I would not have expected it to show up as a USB device.  So that's potentially a good sign.

Here are some things that I would explore:

- Are there any devices in /dev that correspond to the USB hub or things attached to it?

- When you do 'ls -l /sys/bus/usb/devices' do you see an entry that seems to correspond to said hub or attached devices?

- Do the answers to the above questions change when there's nothing connected to the hub vs. when something is connected?

- By doing that, can you identify the /sys and or /dev entries for the hub (and or any attached devices)?

If there are relevant entries in /sys but not /dev, you should be able to create udev rule(s) to create /dev nodes for them (so you can use them).  http://reactivated.net/writing_udev_rules.html

If you're not having any luck using the process above, you might be able to learn something by probing the device's IP address to see what if any ports it is exposing.  If there appear to be a port per attached/attachable USB hardware component, it may be that the communication between the PC and the hub is supposed to occur via TCP or UDP (with the USB signal tunneled, I would imagine).  That would probably indicate you'll really need a driver.  This is way over my head, but it may be theoretically possible to work around it (e.g., creating multiple logical USB devices on the PC and tunneling their communication over TCP or UDP to the appropriate ports at the hub's IP address).  

I have no idea what I'm talking about, but this might at least give you some ideas or maybe trigger better advice from a more knowledgeable person.    :Smile: 

----------

## inkbm

did you have any joy getting this working, I'm interested in the same thing and am a complete Linux newbie

Thanks for any help

----------

## WholeSight

 *Quote:*   

> did you have any joy getting this working

 

Alas, no.
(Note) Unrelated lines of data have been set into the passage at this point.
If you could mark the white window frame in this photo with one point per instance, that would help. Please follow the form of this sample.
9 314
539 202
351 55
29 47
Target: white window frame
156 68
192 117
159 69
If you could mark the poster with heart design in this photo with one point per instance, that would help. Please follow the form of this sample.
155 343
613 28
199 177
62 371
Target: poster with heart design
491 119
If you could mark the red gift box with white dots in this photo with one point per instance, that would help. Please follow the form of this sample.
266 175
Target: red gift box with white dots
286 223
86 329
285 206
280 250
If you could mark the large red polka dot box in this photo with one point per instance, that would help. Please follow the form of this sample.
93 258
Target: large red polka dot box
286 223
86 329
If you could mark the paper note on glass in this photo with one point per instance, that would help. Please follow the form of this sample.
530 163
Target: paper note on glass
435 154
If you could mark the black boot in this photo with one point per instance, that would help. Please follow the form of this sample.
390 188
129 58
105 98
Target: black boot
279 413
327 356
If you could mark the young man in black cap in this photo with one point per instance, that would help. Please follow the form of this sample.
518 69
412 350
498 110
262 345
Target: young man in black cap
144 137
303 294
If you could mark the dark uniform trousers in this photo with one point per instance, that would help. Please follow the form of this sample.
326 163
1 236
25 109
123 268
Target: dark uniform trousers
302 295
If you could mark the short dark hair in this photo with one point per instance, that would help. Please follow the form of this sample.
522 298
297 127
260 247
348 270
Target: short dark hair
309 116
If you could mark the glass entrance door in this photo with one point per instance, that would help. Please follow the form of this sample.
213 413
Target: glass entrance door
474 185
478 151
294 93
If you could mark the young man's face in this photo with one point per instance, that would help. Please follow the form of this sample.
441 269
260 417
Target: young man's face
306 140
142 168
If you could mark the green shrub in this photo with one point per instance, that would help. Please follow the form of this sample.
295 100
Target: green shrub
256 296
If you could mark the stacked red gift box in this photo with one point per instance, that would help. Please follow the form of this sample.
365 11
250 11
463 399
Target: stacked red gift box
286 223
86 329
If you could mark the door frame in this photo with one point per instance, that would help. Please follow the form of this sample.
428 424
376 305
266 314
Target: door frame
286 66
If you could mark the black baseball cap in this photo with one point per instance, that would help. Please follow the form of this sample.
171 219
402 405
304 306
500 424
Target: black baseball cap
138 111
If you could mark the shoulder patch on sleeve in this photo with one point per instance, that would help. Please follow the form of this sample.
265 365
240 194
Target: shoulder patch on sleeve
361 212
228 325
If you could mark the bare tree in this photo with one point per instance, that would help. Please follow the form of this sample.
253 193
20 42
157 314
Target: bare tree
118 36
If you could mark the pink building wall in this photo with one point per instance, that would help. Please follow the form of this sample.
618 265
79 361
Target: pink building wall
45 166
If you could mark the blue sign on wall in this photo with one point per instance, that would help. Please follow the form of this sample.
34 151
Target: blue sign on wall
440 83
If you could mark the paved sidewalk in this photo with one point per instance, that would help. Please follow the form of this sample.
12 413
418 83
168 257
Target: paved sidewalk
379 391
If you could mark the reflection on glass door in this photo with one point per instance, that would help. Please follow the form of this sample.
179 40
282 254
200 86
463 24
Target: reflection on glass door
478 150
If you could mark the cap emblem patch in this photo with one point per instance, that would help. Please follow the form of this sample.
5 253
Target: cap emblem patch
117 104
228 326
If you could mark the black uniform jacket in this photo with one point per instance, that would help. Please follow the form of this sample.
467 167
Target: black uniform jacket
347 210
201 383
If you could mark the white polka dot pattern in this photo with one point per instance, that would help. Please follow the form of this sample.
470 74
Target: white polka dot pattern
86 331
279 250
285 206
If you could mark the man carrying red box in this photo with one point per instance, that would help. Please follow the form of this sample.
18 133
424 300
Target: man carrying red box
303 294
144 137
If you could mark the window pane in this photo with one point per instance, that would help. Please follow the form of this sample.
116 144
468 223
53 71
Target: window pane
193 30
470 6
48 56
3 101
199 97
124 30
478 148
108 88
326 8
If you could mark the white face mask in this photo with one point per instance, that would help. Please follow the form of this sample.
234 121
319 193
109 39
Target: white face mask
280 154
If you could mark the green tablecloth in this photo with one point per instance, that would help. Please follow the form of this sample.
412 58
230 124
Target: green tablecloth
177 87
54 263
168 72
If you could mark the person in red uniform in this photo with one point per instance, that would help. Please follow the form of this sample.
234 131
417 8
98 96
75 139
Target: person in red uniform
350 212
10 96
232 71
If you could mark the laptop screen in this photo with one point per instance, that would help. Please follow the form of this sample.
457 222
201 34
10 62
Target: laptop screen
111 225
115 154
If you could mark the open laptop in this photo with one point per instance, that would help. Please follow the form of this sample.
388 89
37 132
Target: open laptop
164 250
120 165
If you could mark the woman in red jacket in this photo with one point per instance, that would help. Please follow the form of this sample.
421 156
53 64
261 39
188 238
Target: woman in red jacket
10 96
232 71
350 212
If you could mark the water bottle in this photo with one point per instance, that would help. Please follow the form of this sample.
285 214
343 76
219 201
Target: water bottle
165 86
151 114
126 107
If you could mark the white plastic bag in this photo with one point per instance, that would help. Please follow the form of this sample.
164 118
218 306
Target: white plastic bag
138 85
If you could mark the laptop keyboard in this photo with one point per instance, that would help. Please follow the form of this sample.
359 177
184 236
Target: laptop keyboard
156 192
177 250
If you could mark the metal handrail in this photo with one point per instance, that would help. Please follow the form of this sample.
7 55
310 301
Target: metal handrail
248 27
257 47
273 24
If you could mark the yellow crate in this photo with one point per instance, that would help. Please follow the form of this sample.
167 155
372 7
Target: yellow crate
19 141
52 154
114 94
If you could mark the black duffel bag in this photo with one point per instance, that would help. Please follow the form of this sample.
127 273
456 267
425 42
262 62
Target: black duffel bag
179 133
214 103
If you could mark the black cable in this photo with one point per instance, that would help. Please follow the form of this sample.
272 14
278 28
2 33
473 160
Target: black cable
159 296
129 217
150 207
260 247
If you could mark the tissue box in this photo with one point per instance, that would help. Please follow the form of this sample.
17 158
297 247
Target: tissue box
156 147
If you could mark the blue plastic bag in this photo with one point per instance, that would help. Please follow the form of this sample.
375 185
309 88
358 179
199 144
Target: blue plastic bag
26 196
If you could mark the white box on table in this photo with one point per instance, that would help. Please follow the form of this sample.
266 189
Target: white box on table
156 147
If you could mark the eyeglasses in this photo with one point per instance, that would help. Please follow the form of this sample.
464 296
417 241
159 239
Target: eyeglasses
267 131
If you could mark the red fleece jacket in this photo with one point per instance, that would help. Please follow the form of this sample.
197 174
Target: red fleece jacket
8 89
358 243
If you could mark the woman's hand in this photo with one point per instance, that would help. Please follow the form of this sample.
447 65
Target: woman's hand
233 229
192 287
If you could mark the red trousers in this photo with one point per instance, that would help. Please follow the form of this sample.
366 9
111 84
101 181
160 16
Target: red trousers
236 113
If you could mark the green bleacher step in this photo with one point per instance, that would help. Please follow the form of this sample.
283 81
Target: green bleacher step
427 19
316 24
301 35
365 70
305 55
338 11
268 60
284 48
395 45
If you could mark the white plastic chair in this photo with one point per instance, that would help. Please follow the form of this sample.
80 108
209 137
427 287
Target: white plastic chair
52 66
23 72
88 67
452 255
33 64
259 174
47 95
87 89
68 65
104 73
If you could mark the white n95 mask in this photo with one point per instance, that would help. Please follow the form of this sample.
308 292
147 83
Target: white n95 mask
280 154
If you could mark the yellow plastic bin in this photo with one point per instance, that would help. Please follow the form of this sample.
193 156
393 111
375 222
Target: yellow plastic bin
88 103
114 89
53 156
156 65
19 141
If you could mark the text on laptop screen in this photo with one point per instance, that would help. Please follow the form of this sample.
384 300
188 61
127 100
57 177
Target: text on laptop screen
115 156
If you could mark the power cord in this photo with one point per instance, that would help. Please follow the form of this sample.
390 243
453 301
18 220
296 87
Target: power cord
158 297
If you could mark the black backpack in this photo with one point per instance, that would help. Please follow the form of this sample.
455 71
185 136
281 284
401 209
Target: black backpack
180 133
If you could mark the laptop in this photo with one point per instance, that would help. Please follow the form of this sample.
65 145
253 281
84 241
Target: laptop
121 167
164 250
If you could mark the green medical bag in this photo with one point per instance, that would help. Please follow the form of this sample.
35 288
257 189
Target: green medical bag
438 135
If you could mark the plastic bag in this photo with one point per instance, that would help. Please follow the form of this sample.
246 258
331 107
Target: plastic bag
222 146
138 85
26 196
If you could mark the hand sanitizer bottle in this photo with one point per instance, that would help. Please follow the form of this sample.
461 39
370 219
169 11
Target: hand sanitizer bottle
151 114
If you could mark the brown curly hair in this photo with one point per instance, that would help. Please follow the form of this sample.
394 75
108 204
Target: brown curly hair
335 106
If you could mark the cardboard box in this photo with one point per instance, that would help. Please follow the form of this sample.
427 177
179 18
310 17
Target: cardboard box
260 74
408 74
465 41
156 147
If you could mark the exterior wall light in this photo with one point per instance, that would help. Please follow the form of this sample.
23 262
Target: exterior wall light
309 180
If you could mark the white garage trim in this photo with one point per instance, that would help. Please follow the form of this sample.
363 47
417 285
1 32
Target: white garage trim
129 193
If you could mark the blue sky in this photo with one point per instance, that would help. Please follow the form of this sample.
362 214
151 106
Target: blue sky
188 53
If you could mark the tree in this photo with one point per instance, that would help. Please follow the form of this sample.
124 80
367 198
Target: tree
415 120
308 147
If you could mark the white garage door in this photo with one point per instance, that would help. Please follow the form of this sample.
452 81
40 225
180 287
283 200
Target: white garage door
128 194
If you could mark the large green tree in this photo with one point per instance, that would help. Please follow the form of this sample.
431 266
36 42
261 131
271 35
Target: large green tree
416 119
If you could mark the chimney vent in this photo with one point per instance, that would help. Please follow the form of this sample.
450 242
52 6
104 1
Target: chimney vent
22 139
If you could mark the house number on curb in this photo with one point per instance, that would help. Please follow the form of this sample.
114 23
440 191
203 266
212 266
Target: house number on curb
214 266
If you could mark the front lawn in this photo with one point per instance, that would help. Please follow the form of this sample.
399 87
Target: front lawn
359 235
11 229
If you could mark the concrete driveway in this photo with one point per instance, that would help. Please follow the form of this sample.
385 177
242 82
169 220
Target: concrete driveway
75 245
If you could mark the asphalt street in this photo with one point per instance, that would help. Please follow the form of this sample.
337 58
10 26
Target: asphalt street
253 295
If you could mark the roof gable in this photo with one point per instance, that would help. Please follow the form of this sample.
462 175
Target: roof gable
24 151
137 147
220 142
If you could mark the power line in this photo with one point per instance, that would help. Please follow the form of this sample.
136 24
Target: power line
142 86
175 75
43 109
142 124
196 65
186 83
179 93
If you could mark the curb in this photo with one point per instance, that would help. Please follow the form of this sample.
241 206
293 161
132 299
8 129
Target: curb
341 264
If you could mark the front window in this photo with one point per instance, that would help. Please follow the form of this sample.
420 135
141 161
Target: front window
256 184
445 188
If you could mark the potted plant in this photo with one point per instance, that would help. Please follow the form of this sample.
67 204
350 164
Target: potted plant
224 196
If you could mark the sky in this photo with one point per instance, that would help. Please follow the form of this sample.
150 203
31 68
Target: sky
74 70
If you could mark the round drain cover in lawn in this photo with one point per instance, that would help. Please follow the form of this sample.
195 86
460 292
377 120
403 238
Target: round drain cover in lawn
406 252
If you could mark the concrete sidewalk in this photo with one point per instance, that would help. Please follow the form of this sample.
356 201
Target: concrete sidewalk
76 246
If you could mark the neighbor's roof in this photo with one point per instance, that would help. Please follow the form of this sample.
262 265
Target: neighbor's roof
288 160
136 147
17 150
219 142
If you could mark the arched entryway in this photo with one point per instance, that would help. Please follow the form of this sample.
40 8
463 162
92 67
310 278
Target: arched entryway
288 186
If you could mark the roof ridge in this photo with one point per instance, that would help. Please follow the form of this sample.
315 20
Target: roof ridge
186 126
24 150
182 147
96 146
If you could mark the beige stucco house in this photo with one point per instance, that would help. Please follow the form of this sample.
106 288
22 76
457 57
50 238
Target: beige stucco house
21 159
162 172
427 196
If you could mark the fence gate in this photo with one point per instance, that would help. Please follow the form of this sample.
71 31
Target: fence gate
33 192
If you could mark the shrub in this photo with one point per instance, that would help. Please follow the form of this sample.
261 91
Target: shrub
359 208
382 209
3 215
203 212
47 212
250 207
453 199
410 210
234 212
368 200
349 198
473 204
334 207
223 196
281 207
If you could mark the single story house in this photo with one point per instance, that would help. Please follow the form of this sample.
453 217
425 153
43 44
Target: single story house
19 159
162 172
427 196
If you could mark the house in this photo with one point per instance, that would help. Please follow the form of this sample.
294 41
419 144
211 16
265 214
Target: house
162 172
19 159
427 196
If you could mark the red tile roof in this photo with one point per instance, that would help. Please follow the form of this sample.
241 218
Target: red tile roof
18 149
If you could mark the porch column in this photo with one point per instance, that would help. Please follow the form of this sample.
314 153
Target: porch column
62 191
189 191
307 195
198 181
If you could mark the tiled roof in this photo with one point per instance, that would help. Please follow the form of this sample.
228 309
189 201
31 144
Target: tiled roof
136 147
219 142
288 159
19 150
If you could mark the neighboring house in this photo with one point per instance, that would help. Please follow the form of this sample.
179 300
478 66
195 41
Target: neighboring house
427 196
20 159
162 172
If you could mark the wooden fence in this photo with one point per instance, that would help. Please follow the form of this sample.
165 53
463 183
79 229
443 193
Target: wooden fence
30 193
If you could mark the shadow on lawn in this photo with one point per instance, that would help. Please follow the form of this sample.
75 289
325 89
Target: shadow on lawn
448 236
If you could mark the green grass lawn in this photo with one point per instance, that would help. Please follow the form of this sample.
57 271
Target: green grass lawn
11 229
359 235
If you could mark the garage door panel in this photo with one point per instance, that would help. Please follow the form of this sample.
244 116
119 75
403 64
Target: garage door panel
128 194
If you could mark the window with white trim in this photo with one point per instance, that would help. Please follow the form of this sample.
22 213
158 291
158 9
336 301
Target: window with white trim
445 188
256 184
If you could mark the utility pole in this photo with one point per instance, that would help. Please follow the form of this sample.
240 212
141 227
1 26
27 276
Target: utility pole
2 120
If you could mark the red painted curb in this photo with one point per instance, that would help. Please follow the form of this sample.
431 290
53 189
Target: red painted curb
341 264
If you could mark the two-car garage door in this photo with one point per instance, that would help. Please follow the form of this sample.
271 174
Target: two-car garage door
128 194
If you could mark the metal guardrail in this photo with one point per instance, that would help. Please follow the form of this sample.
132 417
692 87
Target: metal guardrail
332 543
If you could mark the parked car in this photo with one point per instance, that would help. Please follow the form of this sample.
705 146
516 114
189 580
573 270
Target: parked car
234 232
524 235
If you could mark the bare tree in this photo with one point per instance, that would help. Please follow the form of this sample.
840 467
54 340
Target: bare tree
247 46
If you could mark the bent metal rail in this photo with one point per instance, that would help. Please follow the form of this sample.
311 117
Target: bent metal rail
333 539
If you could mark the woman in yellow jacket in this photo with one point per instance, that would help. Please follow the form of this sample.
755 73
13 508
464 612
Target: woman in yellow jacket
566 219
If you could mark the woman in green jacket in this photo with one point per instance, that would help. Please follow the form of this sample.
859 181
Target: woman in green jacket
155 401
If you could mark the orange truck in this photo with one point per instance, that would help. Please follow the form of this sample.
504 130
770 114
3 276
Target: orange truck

And in fact I was too embarrassed at the time to respond to BoneKracker - because I realized belatedly that what I was really seeing in lsusb was in fact another Belkin device, not the hub - a game controller I'd forgotten about entirely because I seldom use it.

----------

## inkbm

thanks for the reply, I did wonder if it was another device as I can't see my f5l009...  :Sad:  oh well it looks like I need a different solution.

----------

## WholeSight

I got the Belkin hub just to be able to print to the same printer from multiple PCs or Macs on my wireless network - and mostly I use it with my Macbook. These days I only use Linux for special purposes, e.g. managing my MP3 collection (I have an MP3 device that can't run on Mac, and I refuse to use Windows for this.) 

What I found was that I can print from Linux to a printer that is hooked up via the Belkin hub to my Macbook, using IP addressing. So at least I can print from Linux when I want to, without having to run a hard line from a printer to the Linux box. But obviously this "solution" won't be of much use to most folks.

----------

## inkbm

I'll have to investigate that on windows - all my other pc's are on XP - set it shareable on there and see what I can do via Samba - I just got myself an Acer Aspire One running Linpus and it would be neat to be able to print from there without having to unplug cables or resorting to the old USB stick network. the whole rationale for the Belkin hub is to not have to swich another pc on just to print of course.

----------